Shifting to Natural Materials

In the late 70s and early 80s, Schubert’s practice took another turn. She started making assemblages from twigs secured with hide. She composed displays of skeletal fragments, flower parts, herbs and soot. When asked why she’d shifted to such organic materials, she expressed that the art world had become “barren theoretically”. She felt an urge to break boundaries – to work with actual decaying material in reaction to a creatively arid landscape.

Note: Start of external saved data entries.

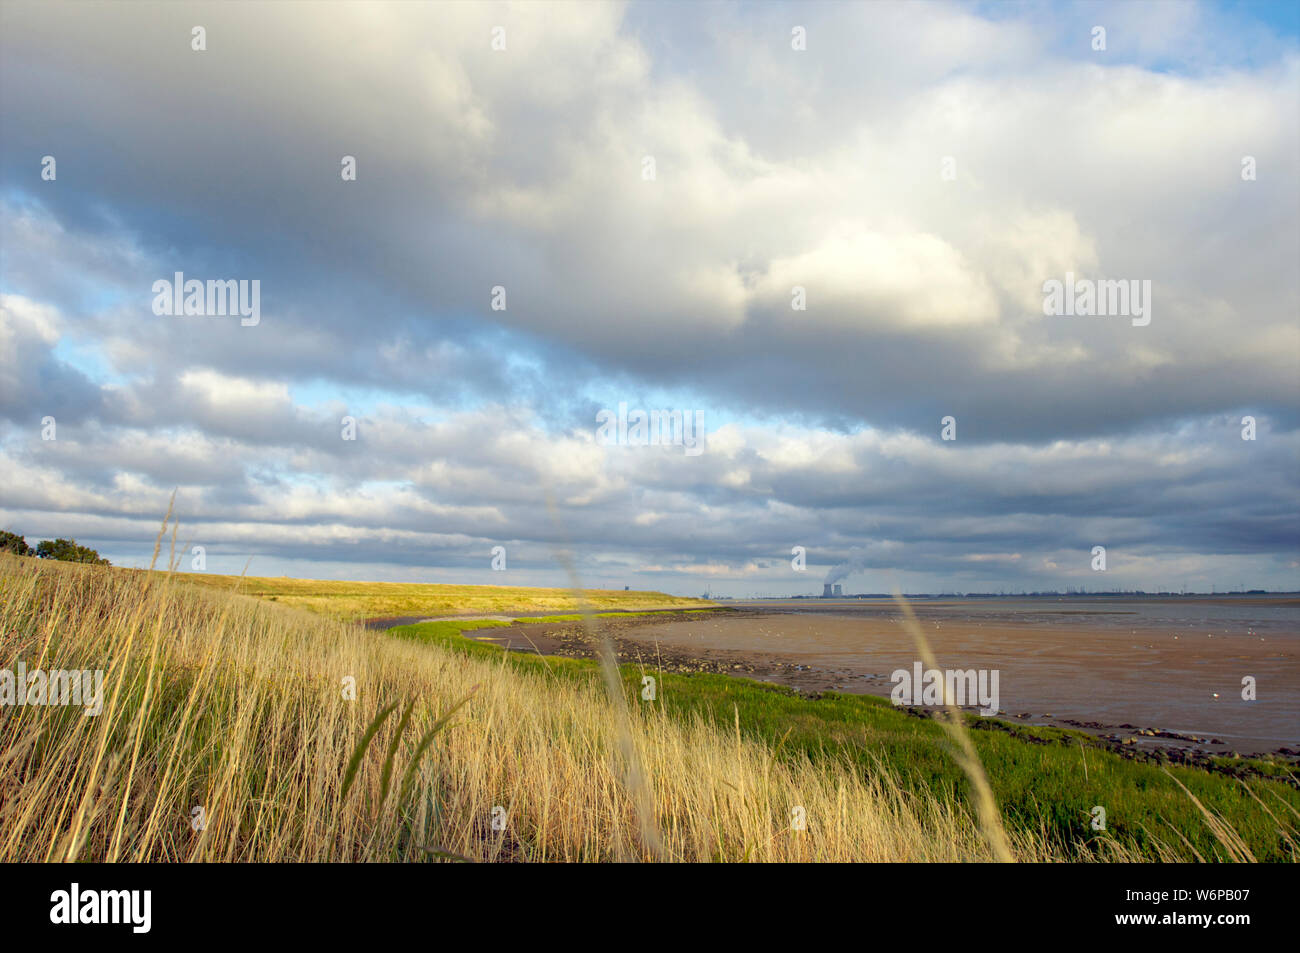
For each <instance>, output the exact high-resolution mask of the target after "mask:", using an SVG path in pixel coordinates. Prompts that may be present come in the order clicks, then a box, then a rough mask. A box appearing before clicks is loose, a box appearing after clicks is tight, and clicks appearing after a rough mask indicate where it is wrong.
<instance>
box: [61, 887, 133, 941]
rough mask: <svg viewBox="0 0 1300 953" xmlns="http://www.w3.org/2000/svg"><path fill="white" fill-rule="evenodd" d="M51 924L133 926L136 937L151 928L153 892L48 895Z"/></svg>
mask: <svg viewBox="0 0 1300 953" xmlns="http://www.w3.org/2000/svg"><path fill="white" fill-rule="evenodd" d="M49 902H51V904H52V905H53V906H51V907H49V922H51V923H130V924H131V932H133V933H147V932H149V927H151V926H152V920H153V917H152V907H153V891H82V889H81V884H75V883H74V884H73V885H72V889H69V891H55V892H53V893H51V894H49Z"/></svg>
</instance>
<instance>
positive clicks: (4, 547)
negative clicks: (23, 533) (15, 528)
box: [0, 529, 36, 556]
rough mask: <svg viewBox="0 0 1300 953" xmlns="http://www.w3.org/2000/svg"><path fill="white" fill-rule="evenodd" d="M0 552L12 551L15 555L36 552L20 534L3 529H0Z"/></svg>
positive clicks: (6, 552)
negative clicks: (24, 539)
mask: <svg viewBox="0 0 1300 953" xmlns="http://www.w3.org/2000/svg"><path fill="white" fill-rule="evenodd" d="M0 553H13V554H14V555H16V556H32V555H35V554H36V553H35V550H32V549H31V546H29V545H27V541H26V540H23V538H22V537H21V536H18V534H17V533H9V532H6V530H3V529H0Z"/></svg>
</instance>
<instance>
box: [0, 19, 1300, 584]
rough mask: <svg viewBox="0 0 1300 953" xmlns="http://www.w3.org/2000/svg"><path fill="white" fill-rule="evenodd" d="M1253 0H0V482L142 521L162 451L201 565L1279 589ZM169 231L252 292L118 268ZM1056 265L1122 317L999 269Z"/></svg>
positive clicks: (1271, 400) (1, 519) (1285, 429)
mask: <svg viewBox="0 0 1300 953" xmlns="http://www.w3.org/2000/svg"><path fill="white" fill-rule="evenodd" d="M1296 10H1297V8H1296V7H1295V5H1294V4H1264V5H1252V4H1235V3H1234V4H1199V3H1183V1H1182V0H1162V1H1158V3H1119V4H1114V5H1108V4H1091V3H1089V4H1080V5H1073V4H1050V5H1040V4H1026V5H1021V4H1011V3H998V4H987V5H985V4H976V5H949V4H937V3H933V4H932V3H924V4H919V3H918V4H897V5H896V4H889V3H833V4H827V5H819V4H805V3H800V4H777V3H764V4H707V3H703V4H686V3H681V4H676V3H673V4H645V5H641V4H630V5H624V4H615V3H565V4H554V5H551V4H545V3H521V4H504V5H498V4H472V3H415V1H411V3H395V4H391V5H386V4H374V3H367V4H356V5H350V4H344V3H329V4H321V5H313V4H309V3H277V4H253V3H239V4H234V3H230V4H213V5H191V4H186V3H165V4H149V3H129V4H127V3H121V4H118V3H104V4H70V5H64V4H60V3H39V4H38V3H32V4H27V3H16V1H12V0H4V3H0V109H3V113H0V116H3V120H0V178H3V181H0V528H6V529H10V530H16V532H19V533H23V534H26V536H27V538H29V542H32V543H34V542H35V541H36V540H39V538H48V537H55V536H73V537H75V538H77V540H78V541H82V542H86V543H88V545H91V546H94V547H96V549H99V550H100V551H101V553H103V554H104V555H107V556H108V558H110V559H112V560H113V562H114V563H116V564H122V566H142V564H147V563H148V559H149V554H151V551H152V546H153V537H155V534H156V532H157V527H159V521H160V519H161V515H162V512H164V511H165V508H166V504H168V498H169V497H170V494H172V491H173V490H174V489H175V490H177V504H175V508H177V514H178V515H179V519H181V532H179V540H181V541H182V542H190V543H191V545H201V546H204V549H205V553H207V569H208V571H212V572H239V571H240V569H243V567H244V564H246V563H248V572H250V573H252V575H261V576H273V575H290V576H307V577H320V579H374V580H396V581H464V582H494V584H523V585H533V584H538V585H546V584H563V582H564V581H565V576H564V572H563V571H562V569H560V568H559V562H558V556H559V555H560V554H563V553H567V554H571V555H572V559H573V562H575V564H576V566H577V569H578V572H580V576H581V580H582V582H584V584H586V585H591V586H617V588H621V586H624V585H630V586H632V588H633V589H638V588H646V589H662V590H666V592H675V593H689V594H697V593H701V592H703V590H705V589H706V588H707V589H711V590H712V592H714V593H716V594H732V595H748V594H753V593H774V594H787V593H790V594H793V593H819V592H820V588H822V580H823V577H824V576H826V575H827V572H828V569H831V568H832V567H833V566H836V564H840V563H845V562H848V563H849V566H850V568H852V572H850V573H849V575H848V576H846V579H845V580H844V584H845V589H846V592H881V590H885V589H888V588H889V586H891V585H893V584H894V582H897V584H898V585H901V586H902V588H904V589H905V590H913V592H923V590H930V592H952V590H958V592H974V590H982V592H989V590H992V592H997V590H998V589H1021V588H1024V589H1065V588H1066V586H1075V588H1078V586H1088V588H1092V589H1100V588H1147V589H1153V588H1156V586H1164V588H1174V589H1178V588H1182V586H1184V585H1186V586H1187V588H1188V589H1192V588H1196V589H1209V588H1210V586H1212V585H1214V586H1218V588H1238V586H1239V585H1243V584H1244V585H1245V586H1248V588H1270V589H1297V588H1300V516H1297V502H1300V486H1297V482H1300V481H1297V473H1300V429H1297V428H1300V264H1297V263H1300V40H1297V35H1300V14H1297V13H1296ZM195 27H203V29H201V31H200V34H199V36H196V35H195ZM1096 27H1101V29H1104V36H1102V34H1099V33H1097V30H1096ZM1102 39H1104V49H1102V48H1097V47H1099V42H1100V40H1102ZM195 46H201V47H205V48H203V49H195ZM797 47H803V48H797ZM344 156H351V157H354V159H355V173H356V174H355V179H352V178H346V177H344V169H343V165H344V159H343V157H344ZM47 157H49V159H52V160H53V163H49V161H48V159H47ZM177 272H181V273H183V276H185V278H186V280H190V278H198V280H200V281H207V280H235V281H247V282H251V281H253V280H256V281H257V282H259V287H260V312H259V319H260V320H257V322H256V324H246V322H242V321H240V319H239V316H220V315H165V313H164V315H159V313H155V311H156V308H155V307H153V303H155V296H156V295H155V290H153V285H155V282H157V281H160V280H168V281H170V280H172V278H173V276H174V274H175V273H177ZM1067 273H1069V274H1073V276H1075V278H1076V280H1082V281H1093V280H1125V281H1138V282H1145V281H1149V282H1151V289H1152V291H1151V300H1149V304H1151V311H1149V319H1151V320H1149V324H1147V325H1145V326H1141V325H1139V324H1135V321H1134V320H1131V319H1130V317H1128V316H1123V315H1119V316H1115V315H1110V316H1100V315H1091V316H1082V315H1074V316H1066V315H1045V313H1044V298H1045V295H1044V283H1045V282H1049V281H1053V280H1057V281H1062V282H1063V281H1065V280H1066V274H1067ZM248 287H251V285H250V286H248ZM494 289H498V290H500V291H497V293H494ZM794 289H802V293H801V294H797V293H796V291H794ZM797 296H798V298H802V302H803V306H805V307H803V308H802V309H800V308H797V307H796V299H797ZM494 304H495V307H494ZM502 306H503V307H502ZM620 403H623V404H627V407H628V408H630V410H646V411H650V410H681V411H689V412H690V413H692V416H693V417H694V415H695V413H697V412H698V413H699V415H701V416H699V419H701V420H702V423H703V430H705V433H706V442H705V445H703V450H702V452H686V447H684V446H636V445H634V437H633V438H629V439H628V441H625V442H612V443H611V442H608V441H604V439H602V434H598V426H597V415H598V413H599V412H601V411H602V410H611V411H615V412H616V411H617V408H619V404H620ZM948 416H950V417H953V420H954V429H956V434H954V436H956V439H944V438H943V424H941V420H943V419H944V417H948ZM1245 416H1251V417H1253V419H1255V421H1256V433H1255V439H1253V441H1248V439H1243V420H1242V419H1243V417H1245ZM49 417H52V419H53V425H55V426H53V430H51V428H49V426H48V423H49V421H48V420H47V419H49ZM344 417H351V419H352V420H355V439H344V436H346V433H344V429H346V426H344ZM43 421H44V423H43ZM949 436H953V434H952V432H950V434H949ZM48 437H53V439H49V438H48ZM1099 545H1101V546H1105V547H1106V563H1108V566H1106V572H1105V573H1104V575H1102V573H1099V572H1095V571H1093V569H1092V559H1093V558H1092V547H1093V546H1099ZM494 546H503V547H504V553H506V571H504V572H498V571H493V568H491V550H493V547H494ZM794 546H802V547H805V550H806V566H807V568H806V571H803V572H798V571H796V569H794V568H793V567H792V547H794ZM250 560H251V562H250ZM182 568H185V569H188V568H190V562H188V559H187V560H186V562H185V563H183V564H182Z"/></svg>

One work from 1979, 100 Roses, involved her removing petals from a hundred blooms. She wove the stems into circles on the ground with the leaves and petals arranged inside. When encountered during exhibition preparation, the piece retained its potency – the organic matter now fully desiccated but miraculously intact. “The aroma remains,” a commentator notes. “The pigmentation survives.”

An Elusive Creative Force

“I always want to be mysterious, not to reveal what I’m doing,” she revealed in terminal-year interviews. Obscurity was her technique. At times, she showed inauthentic creations concealing genuine artworks beneath her bed. She eradicated specific works, only retaining signed reproductions. Although she participated in global art events and receiving acclaim as an innovator, she granted virtually no press access and her work remained largely unknown outside her region. A current museum exhibition is her first major solo show outside her homeland.

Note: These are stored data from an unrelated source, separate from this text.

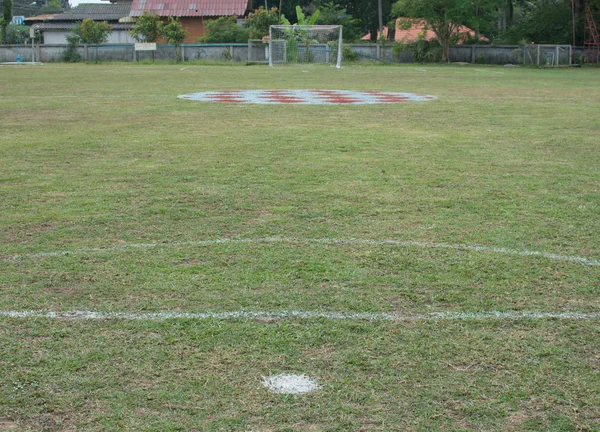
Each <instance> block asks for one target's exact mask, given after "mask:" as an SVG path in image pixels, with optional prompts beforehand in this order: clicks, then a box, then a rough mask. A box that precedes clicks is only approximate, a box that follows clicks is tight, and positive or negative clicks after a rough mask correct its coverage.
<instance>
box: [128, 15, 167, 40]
mask: <svg viewBox="0 0 600 432" xmlns="http://www.w3.org/2000/svg"><path fill="white" fill-rule="evenodd" d="M162 30H163V23H162V21H161V20H160V17H159V16H158V15H156V14H155V13H152V12H148V11H144V13H143V14H142V16H140V17H138V18H137V20H136V22H135V25H134V26H133V27H132V29H131V30H130V31H129V34H130V35H131V37H133V38H134V39H135V40H136V41H138V42H156V41H157V40H158V39H159V38H160V37H161V35H162Z"/></svg>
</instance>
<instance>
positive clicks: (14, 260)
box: [0, 237, 600, 266]
mask: <svg viewBox="0 0 600 432" xmlns="http://www.w3.org/2000/svg"><path fill="white" fill-rule="evenodd" d="M259 243H297V244H312V243H316V244H332V245H333V244H351V245H353V244H355V245H374V246H398V247H415V248H421V249H454V250H467V251H474V252H493V253H499V254H505V255H516V256H533V257H540V258H545V259H549V260H554V261H567V262H574V263H579V264H584V265H588V266H600V261H598V260H595V259H591V258H585V257H580V256H573V255H559V254H554V253H548V252H540V251H530V250H518V249H508V248H501V247H494V246H480V245H465V244H451V243H428V242H419V241H401V240H368V239H356V238H349V239H336V238H291V237H262V238H248V239H244V238H222V239H213V240H196V241H186V242H172V243H133V244H123V245H117V246H112V247H106V248H80V249H75V250H72V251H56V252H34V253H28V254H20V255H13V256H9V257H4V258H0V261H17V260H21V259H26V258H50V257H60V256H68V255H76V254H85V253H98V252H116V251H124V250H128V249H146V248H159V247H177V246H210V245H218V244H259Z"/></svg>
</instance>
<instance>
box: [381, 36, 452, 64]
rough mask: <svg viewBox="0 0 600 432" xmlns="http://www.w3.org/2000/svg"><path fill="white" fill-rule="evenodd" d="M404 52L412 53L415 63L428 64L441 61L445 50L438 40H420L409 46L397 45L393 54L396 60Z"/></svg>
mask: <svg viewBox="0 0 600 432" xmlns="http://www.w3.org/2000/svg"><path fill="white" fill-rule="evenodd" d="M404 51H412V53H413V59H414V61H415V62H417V63H427V62H439V61H441V59H442V53H443V48H442V46H441V45H440V43H439V42H438V41H437V39H432V40H425V39H419V40H416V41H414V42H411V43H409V44H406V45H396V46H394V48H392V52H393V53H394V56H395V57H396V58H400V53H402V52H404Z"/></svg>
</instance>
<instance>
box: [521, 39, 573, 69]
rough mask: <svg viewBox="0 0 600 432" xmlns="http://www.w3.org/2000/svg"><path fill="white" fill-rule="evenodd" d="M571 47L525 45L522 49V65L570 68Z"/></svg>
mask: <svg viewBox="0 0 600 432" xmlns="http://www.w3.org/2000/svg"><path fill="white" fill-rule="evenodd" d="M572 56H573V54H572V47H571V45H548V44H541V45H537V44H526V45H525V46H524V47H523V64H524V65H535V66H540V67H542V66H546V67H548V66H571V63H572V58H573V57H572Z"/></svg>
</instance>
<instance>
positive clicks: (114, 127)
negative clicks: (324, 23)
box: [0, 64, 600, 431]
mask: <svg viewBox="0 0 600 432" xmlns="http://www.w3.org/2000/svg"><path fill="white" fill-rule="evenodd" d="M423 69H425V70H426V71H425V72H423ZM486 72H503V73H486ZM2 75H3V79H2V80H0V100H1V101H2V104H1V105H0V118H2V122H1V124H0V132H1V133H0V197H1V200H0V227H1V229H0V268H2V271H1V272H0V290H1V292H2V295H1V296H0V309H1V310H44V311H57V312H68V311H71V310H92V311H93V310H97V311H106V312H110V311H116V312H160V311H181V312H204V311H212V312H220V311H239V310H248V311H267V312H268V311H271V312H278V311H287V310H297V311H324V312H340V313H352V312H375V313H379V312H387V313H402V314H427V313H432V312H478V311H539V312H569V311H571V312H584V313H593V312H597V311H598V310H599V307H600V304H599V295H598V294H599V292H598V289H599V288H598V287H599V286H600V266H595V265H586V264H585V263H584V262H570V261H565V260H556V259H552V258H551V257H550V255H552V254H555V255H561V256H570V257H574V256H576V257H585V258H587V259H588V260H590V262H592V261H598V260H600V250H598V238H600V198H599V197H600V195H599V190H600V168H599V167H600V152H599V151H598V150H599V142H598V135H599V132H600V126H599V125H598V122H597V121H594V119H597V111H598V109H597V108H598V104H597V101H598V99H599V97H600V85H598V80H597V78H598V71H597V70H593V69H581V70H567V69H560V70H559V69H557V70H539V69H516V68H511V69H500V68H495V67H489V68H487V67H481V66H478V67H477V69H475V68H471V67H453V66H427V67H425V68H423V67H419V68H415V67H412V66H410V65H404V66H398V67H396V66H394V67H375V66H372V67H364V66H347V67H344V68H342V69H341V70H336V69H333V68H329V67H318V66H314V67H309V66H301V67H297V68H296V67H290V68H281V69H279V68H278V69H274V70H267V69H266V68H262V67H248V68H245V67H227V66H205V65H186V66H185V68H182V67H181V66H177V65H122V64H104V65H93V66H92V65H44V66H41V67H36V68H19V69H16V68H5V69H3V70H2ZM48 83H52V84H51V85H49V84H48ZM288 88H294V89H340V90H366V91H390V92H411V93H419V94H431V95H435V96H437V97H438V99H437V100H436V101H430V102H427V103H422V104H421V103H415V104H393V105H385V106H382V105H361V106H356V105H355V106H348V105H345V106H271V105H262V106H252V105H236V104H206V103H199V102H193V101H184V100H181V99H178V98H177V96H178V95H180V94H188V93H195V92H202V91H218V90H224V91H227V90H246V89H250V90H251V89H288ZM272 237H281V238H288V239H298V240H299V241H287V242H261V241H256V242H238V243H234V242H232V243H222V244H220V243H210V242H208V243H205V244H203V243H202V241H203V240H215V239H219V238H223V239H263V238H272ZM352 238H357V239H364V240H395V241H400V242H411V241H412V242H417V243H419V244H431V243H444V244H450V245H481V246H485V247H488V250H476V249H460V248H457V249H453V248H436V247H431V248H430V247H420V246H419V247H411V246H410V245H408V244H405V245H393V244H377V243H373V244H369V243H368V242H364V243H335V242H333V243H332V242H330V243H319V242H311V241H306V240H307V239H352ZM152 243H162V244H164V246H163V247H133V246H134V245H138V244H152ZM130 246H131V247H130ZM104 248H109V249H107V250H100V249H104ZM493 248H507V249H510V250H513V251H517V252H518V251H538V252H541V253H544V254H547V256H542V255H531V256H526V255H518V254H502V253H495V252H493V250H491V249H493ZM57 251H74V252H76V253H72V254H65V255H52V253H53V252H57ZM48 254H49V255H48ZM16 255H20V256H21V258H19V259H14V257H15V256H16ZM11 257H12V258H11ZM0 323H1V325H0V346H2V347H3V348H2V355H1V356H0V376H2V380H0V429H2V428H4V429H7V430H10V429H15V430H72V429H82V430H123V429H125V430H202V431H204V430H238V431H242V430H255V431H258V430H260V431H271V430H272V431H283V430H340V431H341V430H344V431H346V430H382V431H387V430H423V429H432V430H465V429H470V430H471V429H478V430H515V431H516V430H540V429H547V430H595V429H598V428H599V427H600V410H599V409H598V407H599V406H600V400H599V394H598V391H597V389H598V388H600V383H599V382H598V381H599V376H600V375H599V370H600V363H599V358H600V352H599V351H598V344H597V339H598V336H600V335H599V334H598V331H599V329H600V327H599V325H598V320H588V321H575V320H552V319H541V320H533V319H521V320H513V321H507V320H502V319H488V320H465V321H435V320H429V321H419V322H366V321H360V320H357V321H350V322H348V321H344V322H341V321H335V320H328V319H311V320H302V319H294V320H277V319H266V320H265V319H263V320H242V319H233V320H210V319H209V320H185V319H179V320H167V321H164V322H150V321H126V320H125V321H110V320H106V321H104V320H101V321H94V322H90V321H81V320H73V321H70V320H48V319H42V318H36V319H14V318H6V317H4V318H0ZM287 373H289V374H304V375H307V376H310V377H313V378H315V379H316V380H317V381H318V382H319V384H320V385H322V389H321V390H320V391H319V392H316V393H312V394H309V395H304V396H290V395H287V396H286V395H274V394H271V393H269V392H268V391H267V390H266V389H265V388H264V387H263V386H262V384H261V381H262V379H263V377H265V376H269V375H272V374H273V375H275V374H287Z"/></svg>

Confronting the Violence of War

Subsequently, the nineties dawned with the outbreak of conflict. Hostilities impacted the capital directly. She reacted with a collection of assembled pieces. She pasted newspaper photographs and text directly on to board. She photocopied and enlarged them. Subsequently, she overpainted all elements – black bars resembling barcodes. {Geometric forms obscured the images beneath|Angular shapes hid the pictures below|

Anna Mcknight
Anna Mcknight

A seasoned sports analyst with over a decade of experience in betting markets, specializing in data-driven predictions and strategy development.